Both rely on unallocated areas (file holes) in virtual disk, and the LazyZero designation for VMFS blocks. Thus, changed block tracking yields meaningful results only on VMFS.
On other storage types, it either fails, or returns a single extent covering the entire disk.
You should enable changed block tracking in the order recommended by Enabling Changed Block Tracking.
The first time you call QueryChangedDiskAreas("*"), it should return allocated areas of virtual disk. Subsequent calls return changed areas, instead of allocated areas. If you call QueryChangedDiskAreas after a snapshot but before you enable changed block tracking, it also returns unallocated areas of virtual disk.
With thin provisioned virtual disk this could be a large amount of zero data.
The guest operating system has no visibility of changed block tracking.
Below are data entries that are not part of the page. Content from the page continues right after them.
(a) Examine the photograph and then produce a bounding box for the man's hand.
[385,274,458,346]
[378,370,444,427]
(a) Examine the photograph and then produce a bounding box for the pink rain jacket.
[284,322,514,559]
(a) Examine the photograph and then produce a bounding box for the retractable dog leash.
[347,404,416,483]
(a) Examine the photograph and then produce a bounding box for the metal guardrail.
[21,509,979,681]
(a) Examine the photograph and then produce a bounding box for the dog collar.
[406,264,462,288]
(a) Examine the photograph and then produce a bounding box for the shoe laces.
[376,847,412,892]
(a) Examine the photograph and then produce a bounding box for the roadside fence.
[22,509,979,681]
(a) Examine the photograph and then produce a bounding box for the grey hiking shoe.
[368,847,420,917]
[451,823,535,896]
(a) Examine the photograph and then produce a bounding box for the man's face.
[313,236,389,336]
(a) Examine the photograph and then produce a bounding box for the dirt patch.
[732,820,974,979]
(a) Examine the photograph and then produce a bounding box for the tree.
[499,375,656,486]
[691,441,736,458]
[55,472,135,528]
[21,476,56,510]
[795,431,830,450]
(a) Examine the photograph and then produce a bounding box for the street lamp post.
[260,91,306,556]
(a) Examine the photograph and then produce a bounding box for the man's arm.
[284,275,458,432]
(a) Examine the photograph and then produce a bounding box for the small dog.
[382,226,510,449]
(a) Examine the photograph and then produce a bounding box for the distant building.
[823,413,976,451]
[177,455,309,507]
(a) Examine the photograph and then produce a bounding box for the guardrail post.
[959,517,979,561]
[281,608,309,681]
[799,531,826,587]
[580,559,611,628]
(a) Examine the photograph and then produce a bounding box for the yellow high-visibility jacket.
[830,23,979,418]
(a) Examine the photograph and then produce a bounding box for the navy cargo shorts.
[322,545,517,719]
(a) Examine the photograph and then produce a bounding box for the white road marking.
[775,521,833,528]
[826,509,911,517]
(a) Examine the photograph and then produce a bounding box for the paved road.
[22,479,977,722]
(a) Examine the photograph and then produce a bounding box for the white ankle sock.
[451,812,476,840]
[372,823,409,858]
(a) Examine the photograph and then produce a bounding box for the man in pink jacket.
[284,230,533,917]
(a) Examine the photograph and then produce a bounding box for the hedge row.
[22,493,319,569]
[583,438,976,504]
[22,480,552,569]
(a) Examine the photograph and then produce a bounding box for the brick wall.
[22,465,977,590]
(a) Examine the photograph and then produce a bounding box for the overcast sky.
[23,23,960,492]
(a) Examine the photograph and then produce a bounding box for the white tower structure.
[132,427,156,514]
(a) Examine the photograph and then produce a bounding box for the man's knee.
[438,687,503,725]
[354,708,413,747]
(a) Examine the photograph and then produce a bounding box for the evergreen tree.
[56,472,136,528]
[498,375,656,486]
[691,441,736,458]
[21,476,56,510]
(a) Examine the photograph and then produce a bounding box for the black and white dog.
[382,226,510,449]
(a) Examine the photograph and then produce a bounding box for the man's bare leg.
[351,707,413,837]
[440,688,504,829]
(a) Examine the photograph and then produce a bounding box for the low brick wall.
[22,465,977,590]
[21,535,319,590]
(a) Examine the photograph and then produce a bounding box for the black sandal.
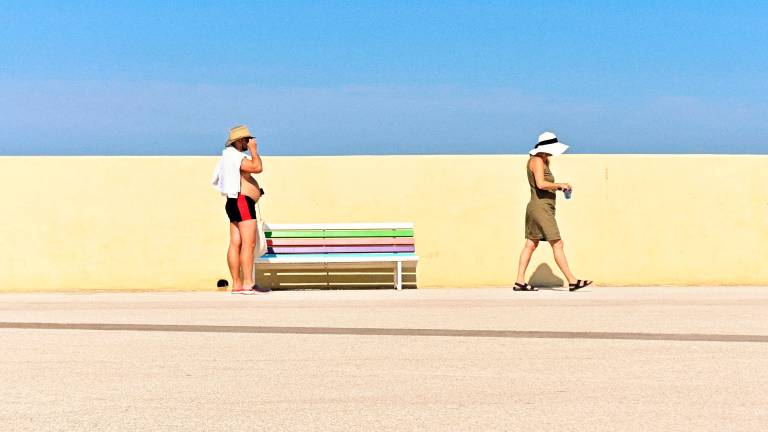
[512,282,539,291]
[568,279,593,291]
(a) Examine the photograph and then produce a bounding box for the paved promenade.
[0,287,768,431]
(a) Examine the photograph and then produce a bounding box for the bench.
[254,223,419,290]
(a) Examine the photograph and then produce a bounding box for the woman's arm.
[531,157,571,192]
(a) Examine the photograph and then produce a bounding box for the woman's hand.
[248,138,257,155]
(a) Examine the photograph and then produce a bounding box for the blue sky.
[0,0,768,155]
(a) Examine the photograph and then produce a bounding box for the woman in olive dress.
[514,132,592,291]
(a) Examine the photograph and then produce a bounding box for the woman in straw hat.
[514,132,592,291]
[212,125,269,294]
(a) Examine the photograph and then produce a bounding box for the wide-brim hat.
[224,125,253,147]
[528,132,568,156]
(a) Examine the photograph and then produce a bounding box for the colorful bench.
[255,223,419,289]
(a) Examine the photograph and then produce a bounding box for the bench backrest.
[264,223,416,255]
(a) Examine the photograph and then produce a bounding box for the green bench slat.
[264,229,413,238]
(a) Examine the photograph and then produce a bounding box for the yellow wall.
[0,155,768,291]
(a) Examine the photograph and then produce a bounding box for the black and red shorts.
[224,194,256,222]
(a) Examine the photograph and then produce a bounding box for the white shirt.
[211,146,251,198]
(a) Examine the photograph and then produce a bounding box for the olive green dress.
[525,159,560,241]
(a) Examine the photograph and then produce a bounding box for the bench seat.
[255,223,419,289]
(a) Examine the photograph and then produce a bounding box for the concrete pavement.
[0,287,768,431]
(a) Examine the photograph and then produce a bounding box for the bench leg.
[395,261,403,290]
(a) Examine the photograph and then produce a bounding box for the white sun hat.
[528,132,568,156]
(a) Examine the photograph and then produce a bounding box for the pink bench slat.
[269,245,416,254]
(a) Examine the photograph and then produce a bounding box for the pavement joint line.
[0,322,768,343]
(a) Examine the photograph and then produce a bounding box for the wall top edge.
[0,153,768,159]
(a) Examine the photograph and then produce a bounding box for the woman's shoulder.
[525,156,544,169]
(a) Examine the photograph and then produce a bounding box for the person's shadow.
[528,264,564,290]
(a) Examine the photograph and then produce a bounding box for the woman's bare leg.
[517,239,539,284]
[549,240,576,284]
[238,219,256,289]
[227,222,243,289]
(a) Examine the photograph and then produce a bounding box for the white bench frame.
[254,222,419,290]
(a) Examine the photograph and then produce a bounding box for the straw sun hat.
[528,132,568,156]
[224,125,253,147]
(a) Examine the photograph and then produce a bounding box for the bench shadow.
[528,264,564,291]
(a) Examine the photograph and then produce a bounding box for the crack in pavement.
[0,322,768,343]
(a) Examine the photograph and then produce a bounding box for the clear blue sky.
[0,0,768,155]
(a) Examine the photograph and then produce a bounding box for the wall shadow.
[528,264,564,288]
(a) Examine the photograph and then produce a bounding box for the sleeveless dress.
[525,159,560,241]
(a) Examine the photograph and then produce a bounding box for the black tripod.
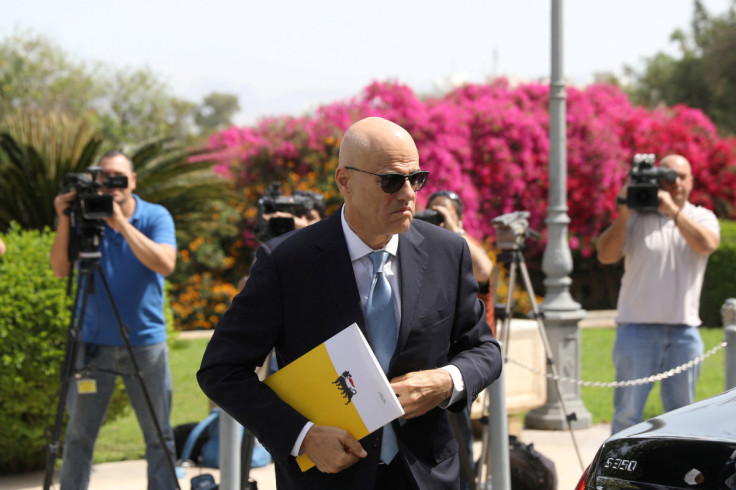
[43,251,180,490]
[476,211,585,488]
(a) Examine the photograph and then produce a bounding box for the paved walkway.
[0,424,611,490]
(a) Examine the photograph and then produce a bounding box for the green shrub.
[700,220,736,326]
[0,223,127,474]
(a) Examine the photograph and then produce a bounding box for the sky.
[0,0,730,125]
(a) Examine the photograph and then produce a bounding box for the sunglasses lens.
[381,174,406,194]
[409,171,429,191]
[381,170,429,194]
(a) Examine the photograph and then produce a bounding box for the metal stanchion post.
[488,362,511,490]
[721,298,736,390]
[219,410,241,490]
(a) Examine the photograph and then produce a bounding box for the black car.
[576,388,736,490]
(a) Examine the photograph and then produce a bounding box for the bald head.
[335,117,421,250]
[338,117,416,171]
[659,155,692,172]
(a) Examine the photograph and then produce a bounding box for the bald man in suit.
[197,117,502,490]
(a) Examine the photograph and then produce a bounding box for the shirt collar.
[340,206,399,262]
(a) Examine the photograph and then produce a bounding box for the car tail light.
[575,465,590,490]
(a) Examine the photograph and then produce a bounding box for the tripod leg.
[43,276,87,490]
[97,264,180,489]
[500,260,516,361]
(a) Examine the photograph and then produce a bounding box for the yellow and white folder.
[263,323,404,471]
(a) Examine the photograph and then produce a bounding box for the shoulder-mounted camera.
[491,211,539,250]
[626,153,677,211]
[255,182,316,242]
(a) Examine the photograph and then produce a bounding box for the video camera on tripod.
[59,166,128,263]
[255,182,316,242]
[626,153,677,211]
[491,211,539,250]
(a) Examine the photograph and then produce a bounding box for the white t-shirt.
[616,202,720,327]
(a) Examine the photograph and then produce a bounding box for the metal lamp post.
[525,0,591,430]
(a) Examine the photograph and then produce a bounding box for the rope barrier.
[506,340,728,388]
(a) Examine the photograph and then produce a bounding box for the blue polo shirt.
[79,194,176,345]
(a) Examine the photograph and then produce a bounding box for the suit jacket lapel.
[313,210,365,334]
[392,227,429,362]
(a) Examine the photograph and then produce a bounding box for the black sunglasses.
[345,166,429,194]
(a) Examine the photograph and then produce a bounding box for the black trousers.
[376,456,415,490]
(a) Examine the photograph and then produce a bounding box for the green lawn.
[94,339,210,463]
[580,328,724,424]
[95,328,724,463]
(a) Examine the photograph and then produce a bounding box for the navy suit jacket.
[197,212,502,490]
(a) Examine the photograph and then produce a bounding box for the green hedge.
[700,220,736,327]
[0,224,127,474]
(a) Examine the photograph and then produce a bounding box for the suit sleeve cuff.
[291,422,314,458]
[440,364,465,408]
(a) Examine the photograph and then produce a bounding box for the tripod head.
[491,211,539,250]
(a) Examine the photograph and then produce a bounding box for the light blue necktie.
[365,250,399,464]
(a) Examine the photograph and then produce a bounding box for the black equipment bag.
[509,435,557,490]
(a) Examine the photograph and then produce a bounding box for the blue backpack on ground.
[174,408,272,468]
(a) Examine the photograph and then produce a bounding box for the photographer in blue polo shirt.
[50,150,177,490]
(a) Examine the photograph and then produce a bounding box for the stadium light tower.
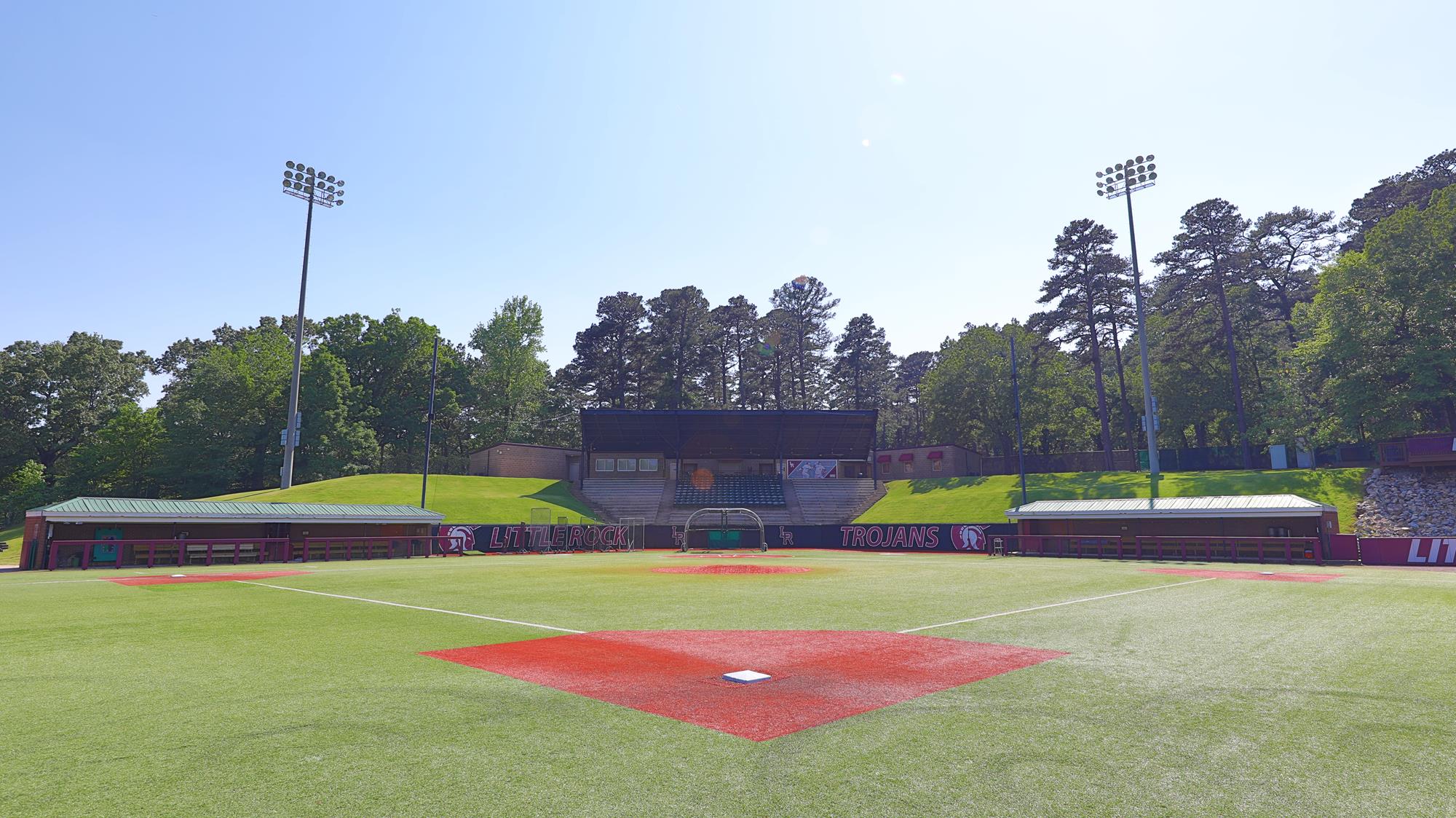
[278,162,344,489]
[1096,154,1158,498]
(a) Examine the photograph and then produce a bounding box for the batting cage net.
[617,516,646,551]
[678,508,769,551]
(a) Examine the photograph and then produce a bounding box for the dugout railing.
[45,535,464,570]
[990,534,1325,565]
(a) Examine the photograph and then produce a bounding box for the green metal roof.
[33,496,444,522]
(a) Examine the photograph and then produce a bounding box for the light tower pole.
[1096,154,1159,498]
[278,162,344,489]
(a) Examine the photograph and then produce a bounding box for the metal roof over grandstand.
[1006,495,1335,519]
[581,409,878,460]
[28,496,444,522]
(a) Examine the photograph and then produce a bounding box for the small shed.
[20,498,444,569]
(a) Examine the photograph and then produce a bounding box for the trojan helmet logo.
[440,525,475,553]
[951,525,986,551]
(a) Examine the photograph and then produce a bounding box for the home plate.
[724,671,773,684]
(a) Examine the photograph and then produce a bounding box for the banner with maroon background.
[440,522,1016,553]
[1360,537,1456,566]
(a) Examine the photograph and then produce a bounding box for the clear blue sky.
[0,0,1456,401]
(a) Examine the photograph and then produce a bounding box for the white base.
[724,671,773,684]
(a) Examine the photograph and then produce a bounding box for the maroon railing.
[47,537,288,570]
[990,534,1325,565]
[303,534,464,562]
[47,535,464,570]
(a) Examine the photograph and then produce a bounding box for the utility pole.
[278,162,344,489]
[1096,154,1159,498]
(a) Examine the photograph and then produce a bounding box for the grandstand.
[578,409,884,525]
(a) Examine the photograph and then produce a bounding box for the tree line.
[0,150,1456,521]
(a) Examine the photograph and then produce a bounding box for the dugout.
[1006,495,1340,556]
[20,498,444,569]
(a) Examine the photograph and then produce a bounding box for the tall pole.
[419,335,440,508]
[281,189,313,489]
[1125,185,1159,498]
[278,162,344,489]
[1008,334,1026,505]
Once a virtual machine has written to a block on virtual disk, the block is considered in use.
The information required for the "*" query is computed when changed block tracking is enabled,
and the .ctk file is pre-filled with allocated blocks.
The mechanism cannot report changes made to virtual disk before changed block tracking was enabled."


So, it will perform the backup of vmdk's located on non-VMFS datastores like for example NFS, the full provisioned size of the thin disks will be sent to the server.